For some reason that's never mentioned or explained, you must pilot a ship through what is apparently space and destroy the Galaga; giant space-faring-space-bugs from... uh, space. Galaga DX is a modern interpretation of a relic from a time when games needed quarters, not explanations, so this lack of context and story can be forgiven. You've got lasers, there are bugs, go shoot 'em. It's not that complicated.
Your ship has two firing modes controlled by the right thumb-stick: "Focus Fire" and "Diffuse Fire," which use your ship's satellite cannons to deliver lasers to bugs. The Galaga (Galagas? Galagi? Galagagag?) attack your ship in enormous, scripted formations, and rely on the sheer volume of their species to bring about your destruction. Exploding a squadron's leader will automatically destroy the fleet, so gameplay consists entirely of memorizing and recognizing Galaga formations in order to learn the quickest, most effective way to reach and destroy the leaders.
On paper, this sounds like a pretty solid recipe for shooter success. The end result, however, is half-baked. Galaga DX's main problem is that it tries to split the difference between twin-stick shooters and bullet-hell shooters. As it turns out, the King Solomon school of game design isn't that great of an idea.

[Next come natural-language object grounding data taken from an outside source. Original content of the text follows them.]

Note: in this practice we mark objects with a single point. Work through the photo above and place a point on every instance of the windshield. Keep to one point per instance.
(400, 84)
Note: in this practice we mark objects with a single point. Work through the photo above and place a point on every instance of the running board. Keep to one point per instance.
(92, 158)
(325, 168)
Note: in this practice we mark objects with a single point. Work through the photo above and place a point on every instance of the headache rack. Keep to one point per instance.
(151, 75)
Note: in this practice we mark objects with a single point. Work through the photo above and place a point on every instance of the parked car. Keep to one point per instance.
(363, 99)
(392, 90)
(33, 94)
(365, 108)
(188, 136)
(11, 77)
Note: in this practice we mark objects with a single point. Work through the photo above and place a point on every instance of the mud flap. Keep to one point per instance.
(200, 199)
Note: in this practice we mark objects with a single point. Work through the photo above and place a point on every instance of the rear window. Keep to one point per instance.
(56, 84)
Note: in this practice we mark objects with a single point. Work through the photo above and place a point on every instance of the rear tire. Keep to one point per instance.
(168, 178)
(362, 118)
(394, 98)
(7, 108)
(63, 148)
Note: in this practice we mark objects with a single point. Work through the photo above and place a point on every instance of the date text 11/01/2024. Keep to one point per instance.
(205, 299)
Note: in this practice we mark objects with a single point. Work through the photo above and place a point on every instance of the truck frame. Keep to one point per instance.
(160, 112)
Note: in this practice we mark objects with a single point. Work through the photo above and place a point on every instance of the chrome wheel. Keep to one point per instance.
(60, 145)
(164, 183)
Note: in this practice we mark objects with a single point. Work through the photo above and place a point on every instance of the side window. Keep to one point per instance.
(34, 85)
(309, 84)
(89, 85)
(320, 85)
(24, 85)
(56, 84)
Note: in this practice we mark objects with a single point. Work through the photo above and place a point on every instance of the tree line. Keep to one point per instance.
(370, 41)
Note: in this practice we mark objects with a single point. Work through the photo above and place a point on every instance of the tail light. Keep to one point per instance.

Twin-stick games are thrilling because they're frantic and unpredictable; and while the experience provides the illusion of frantic action, that's all it is: An illusion. Once you realize that every squad formation has a "correct" way of being solved, and worse still, that you fight the same patterns every playthough, you may as well have no control over your satellites at all.Galaga DX
's shortcoming in emulating the bullet-hell genre is much more pedantic: By replacing bullets with bugs, Namco Bandai has betrayed the core principles of the genre. Bullet-hell games are about stress, and tension, and the relief and elation you get from successfully navigating a seemingly impossible barrage of enemy fire. They're about immediate and ever-present death
, more than anything, which simply doesn't exist here. By replacing something deadly (bullets) with something that can be easily neutralized (space-bugs), Namco Bandai has removed the danger that typically defines the experience. All you're left with is patterns, and patterns aren't fun if they require very little skill to overcome.
This game is a frustrating experience -- not because it's difficult, which it isn't, but because it's a mechanically excellent game ruined by flawed game design. Individually, everything checks out: The graphics are gorgeous, the ship's controls are crisp and responsive, and the soundtrack is tastefully nostalgic in just the right way. The UI even lets you replace the new sprites with classic sprite "themes," so you can play Galaga
while you play Galaga.
These superb touches only serve as a reminder of how good the game could
have been, and how thoroughly its been spoiled by its one defining flaw: It tries to find a happy medium between two genres, but sadly fails to capture the essence of either.
This review is based on a retail version of Galaga Legions DX for XBLA provided by Namco Bandai.